You should phone up the Junk Raiders, i'm sure they would make something out of it that people would want.

http://en.wikipedia.org/wiki/Junk_Raiders

I really see it happening...actually I don't, but if it did...
post #5 of 10
Why not put them under your feet and slide on the snow with them.
Use them up, THEN worry about how to dispose of them. Of course that will take many seasons of use.

When exactly did we become a disposable society? Not in my house
post #6 of 10
Check out the products and blueprints for recycling skis avail from  skichair.com
post #7 of 10

Summit County, CO has two methods of recycling. One is official at the recycling centers.

http://co.summit.co.us/landfill/


 
They have bins for skis and poles. The other is the Senior Center Rummage Sale.



What they don't sell to the public, they sell to a guy that makes ski furniture. They receive about 200 pair. They sell about 50 - 100 pair. The rest become furniture.
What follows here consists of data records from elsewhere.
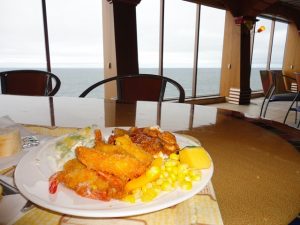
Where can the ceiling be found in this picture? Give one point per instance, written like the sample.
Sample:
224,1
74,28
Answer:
288,10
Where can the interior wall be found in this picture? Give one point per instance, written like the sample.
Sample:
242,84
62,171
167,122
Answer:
109,49
291,62
230,73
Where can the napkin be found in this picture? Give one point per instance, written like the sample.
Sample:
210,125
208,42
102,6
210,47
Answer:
10,205
6,162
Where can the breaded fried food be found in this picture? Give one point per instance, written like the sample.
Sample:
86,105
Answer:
124,160
151,139
87,183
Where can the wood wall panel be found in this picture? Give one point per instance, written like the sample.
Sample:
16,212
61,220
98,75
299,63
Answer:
230,77
292,51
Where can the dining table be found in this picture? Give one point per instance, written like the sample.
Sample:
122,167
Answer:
256,163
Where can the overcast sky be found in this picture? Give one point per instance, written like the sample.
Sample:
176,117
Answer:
75,34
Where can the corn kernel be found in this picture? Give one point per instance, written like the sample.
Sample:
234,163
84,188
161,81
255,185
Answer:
174,156
129,198
186,185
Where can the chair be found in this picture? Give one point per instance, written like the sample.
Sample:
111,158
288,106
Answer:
277,89
294,105
143,87
29,82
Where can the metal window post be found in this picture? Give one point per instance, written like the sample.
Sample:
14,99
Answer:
196,49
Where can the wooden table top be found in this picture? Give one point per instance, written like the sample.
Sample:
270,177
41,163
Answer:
257,170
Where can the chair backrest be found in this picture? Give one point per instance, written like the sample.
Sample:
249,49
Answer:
297,75
266,80
141,87
29,82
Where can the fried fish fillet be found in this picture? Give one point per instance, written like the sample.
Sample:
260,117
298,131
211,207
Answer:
124,160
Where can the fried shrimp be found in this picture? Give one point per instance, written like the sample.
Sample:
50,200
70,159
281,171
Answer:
87,183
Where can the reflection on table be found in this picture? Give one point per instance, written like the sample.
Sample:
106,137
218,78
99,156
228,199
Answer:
256,176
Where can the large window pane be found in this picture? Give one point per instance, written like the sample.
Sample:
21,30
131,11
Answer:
22,36
260,53
212,22
279,38
180,18
148,13
76,43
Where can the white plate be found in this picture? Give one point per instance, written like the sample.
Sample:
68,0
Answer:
33,171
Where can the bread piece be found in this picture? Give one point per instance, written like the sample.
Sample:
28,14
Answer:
10,141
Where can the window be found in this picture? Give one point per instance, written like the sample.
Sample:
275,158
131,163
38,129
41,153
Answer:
148,35
22,35
260,53
279,39
75,40
262,49
179,38
212,22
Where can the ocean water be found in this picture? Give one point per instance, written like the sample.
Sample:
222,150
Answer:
75,80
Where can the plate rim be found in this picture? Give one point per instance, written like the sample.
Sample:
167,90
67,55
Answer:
101,213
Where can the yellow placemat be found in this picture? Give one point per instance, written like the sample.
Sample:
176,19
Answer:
200,209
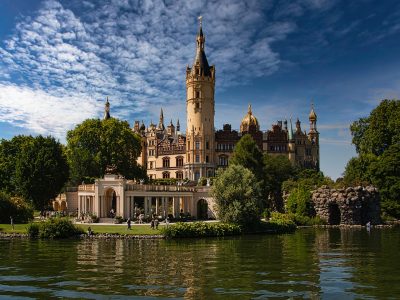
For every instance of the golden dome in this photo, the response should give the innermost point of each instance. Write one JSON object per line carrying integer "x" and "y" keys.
{"x": 312, "y": 116}
{"x": 249, "y": 120}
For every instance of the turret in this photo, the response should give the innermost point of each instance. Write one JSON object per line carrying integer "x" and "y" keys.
{"x": 200, "y": 111}
{"x": 161, "y": 122}
{"x": 107, "y": 110}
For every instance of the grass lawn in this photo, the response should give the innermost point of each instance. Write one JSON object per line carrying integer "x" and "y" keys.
{"x": 18, "y": 228}
{"x": 121, "y": 229}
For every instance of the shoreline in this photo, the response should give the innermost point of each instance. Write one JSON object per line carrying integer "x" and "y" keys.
{"x": 105, "y": 236}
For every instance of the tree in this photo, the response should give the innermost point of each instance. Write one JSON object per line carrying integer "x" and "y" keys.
{"x": 238, "y": 196}
{"x": 277, "y": 169}
{"x": 377, "y": 140}
{"x": 9, "y": 151}
{"x": 379, "y": 130}
{"x": 94, "y": 144}
{"x": 385, "y": 174}
{"x": 41, "y": 170}
{"x": 248, "y": 155}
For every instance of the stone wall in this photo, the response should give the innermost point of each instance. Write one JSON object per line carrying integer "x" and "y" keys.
{"x": 349, "y": 206}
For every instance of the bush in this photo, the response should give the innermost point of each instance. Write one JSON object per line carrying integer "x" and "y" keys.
{"x": 118, "y": 220}
{"x": 200, "y": 229}
{"x": 297, "y": 219}
{"x": 18, "y": 208}
{"x": 53, "y": 228}
{"x": 33, "y": 230}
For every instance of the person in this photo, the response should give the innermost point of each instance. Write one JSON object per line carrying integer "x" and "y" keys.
{"x": 156, "y": 223}
{"x": 12, "y": 222}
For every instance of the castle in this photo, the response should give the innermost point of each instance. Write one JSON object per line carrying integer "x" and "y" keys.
{"x": 168, "y": 153}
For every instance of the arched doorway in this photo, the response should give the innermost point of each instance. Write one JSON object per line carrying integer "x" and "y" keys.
{"x": 110, "y": 203}
{"x": 202, "y": 209}
{"x": 334, "y": 214}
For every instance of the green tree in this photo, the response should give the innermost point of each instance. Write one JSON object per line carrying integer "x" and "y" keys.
{"x": 9, "y": 151}
{"x": 238, "y": 196}
{"x": 357, "y": 170}
{"x": 385, "y": 174}
{"x": 248, "y": 155}
{"x": 379, "y": 130}
{"x": 41, "y": 170}
{"x": 94, "y": 144}
{"x": 277, "y": 169}
{"x": 377, "y": 139}
{"x": 299, "y": 201}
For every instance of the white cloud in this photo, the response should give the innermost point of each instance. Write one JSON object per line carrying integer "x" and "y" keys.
{"x": 40, "y": 112}
{"x": 134, "y": 52}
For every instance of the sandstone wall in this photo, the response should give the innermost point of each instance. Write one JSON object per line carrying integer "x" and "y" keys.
{"x": 350, "y": 206}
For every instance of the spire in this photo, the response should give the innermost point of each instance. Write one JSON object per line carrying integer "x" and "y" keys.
{"x": 107, "y": 110}
{"x": 290, "y": 133}
{"x": 200, "y": 64}
{"x": 161, "y": 123}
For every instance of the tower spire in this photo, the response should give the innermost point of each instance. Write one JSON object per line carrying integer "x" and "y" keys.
{"x": 107, "y": 110}
{"x": 161, "y": 122}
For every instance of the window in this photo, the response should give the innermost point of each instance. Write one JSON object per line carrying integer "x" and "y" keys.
{"x": 166, "y": 162}
{"x": 179, "y": 161}
{"x": 223, "y": 160}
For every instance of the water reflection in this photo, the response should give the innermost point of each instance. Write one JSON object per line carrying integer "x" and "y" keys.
{"x": 311, "y": 263}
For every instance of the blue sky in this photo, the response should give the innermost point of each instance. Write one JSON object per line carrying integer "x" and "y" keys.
{"x": 60, "y": 59}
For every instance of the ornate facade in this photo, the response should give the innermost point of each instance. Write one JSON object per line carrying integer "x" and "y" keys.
{"x": 168, "y": 153}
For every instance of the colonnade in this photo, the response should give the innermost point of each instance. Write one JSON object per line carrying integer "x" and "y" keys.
{"x": 86, "y": 204}
{"x": 161, "y": 206}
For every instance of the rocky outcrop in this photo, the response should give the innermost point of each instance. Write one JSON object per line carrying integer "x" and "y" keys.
{"x": 350, "y": 206}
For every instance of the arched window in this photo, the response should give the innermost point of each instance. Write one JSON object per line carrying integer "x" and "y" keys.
{"x": 222, "y": 160}
{"x": 166, "y": 162}
{"x": 179, "y": 161}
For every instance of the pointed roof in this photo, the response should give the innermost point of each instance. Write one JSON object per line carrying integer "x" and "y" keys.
{"x": 312, "y": 116}
{"x": 107, "y": 110}
{"x": 201, "y": 59}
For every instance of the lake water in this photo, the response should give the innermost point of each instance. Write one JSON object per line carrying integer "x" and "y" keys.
{"x": 311, "y": 263}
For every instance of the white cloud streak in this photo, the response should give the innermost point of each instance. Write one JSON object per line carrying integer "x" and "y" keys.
{"x": 63, "y": 60}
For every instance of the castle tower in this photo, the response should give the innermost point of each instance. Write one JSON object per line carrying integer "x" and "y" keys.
{"x": 200, "y": 110}
{"x": 107, "y": 110}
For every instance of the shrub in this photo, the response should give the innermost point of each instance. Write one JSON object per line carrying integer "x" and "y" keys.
{"x": 33, "y": 230}
{"x": 200, "y": 229}
{"x": 18, "y": 208}
{"x": 297, "y": 219}
{"x": 299, "y": 201}
{"x": 53, "y": 228}
{"x": 118, "y": 220}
Of course some of us collect, and sometimes ski on, them so they stay out of the landfills.

MR

post #8 of 10
Thread Starter 
thankyou all for your responses.
-michaelA: Do you or anyone have any advice or information about finding energy input for incineration and polution released through this process?
-MastersRacer: Were those number of skis recycled you gave for an average season? and do you know numbers of similar recycling places?

Anybody know of any other forms of recycling skis besides: landfill, incineration, salvation for further use, and ski furniture, i.e table and chairs? 
post #9 of 10
Quote:
Originally Posted by jacobsmall View Post

thankyou all for your responses.
-michaelA: Do you or anyone have any advice or information about finding energy input for incineration and polution released through this process?
-MastersRacer: Were those number of skis recycled you gave for an average season? and do you know numbers of similar recycling places?

Anybody know of any other forms of recycling skis besides: landfill, incineration, salvation for further use, and ski furniture, i.e table and chairs? 

The Rummage sale is once a year and I'm guessing by looking at the photos I took of what was there. I don't know how many of Summit County's recycling centers take skis nor how many or what happens to them. They have a phone number on the site for questions. Best of luck.

There are tons of people that make fences, decorate, make shrines (like in the 2nd post). Some people use them as stakes for their tomatos. I use some to mark the utility pedestals in my yard so they don't get plowed down in the winter.

Please post the results of your findings here.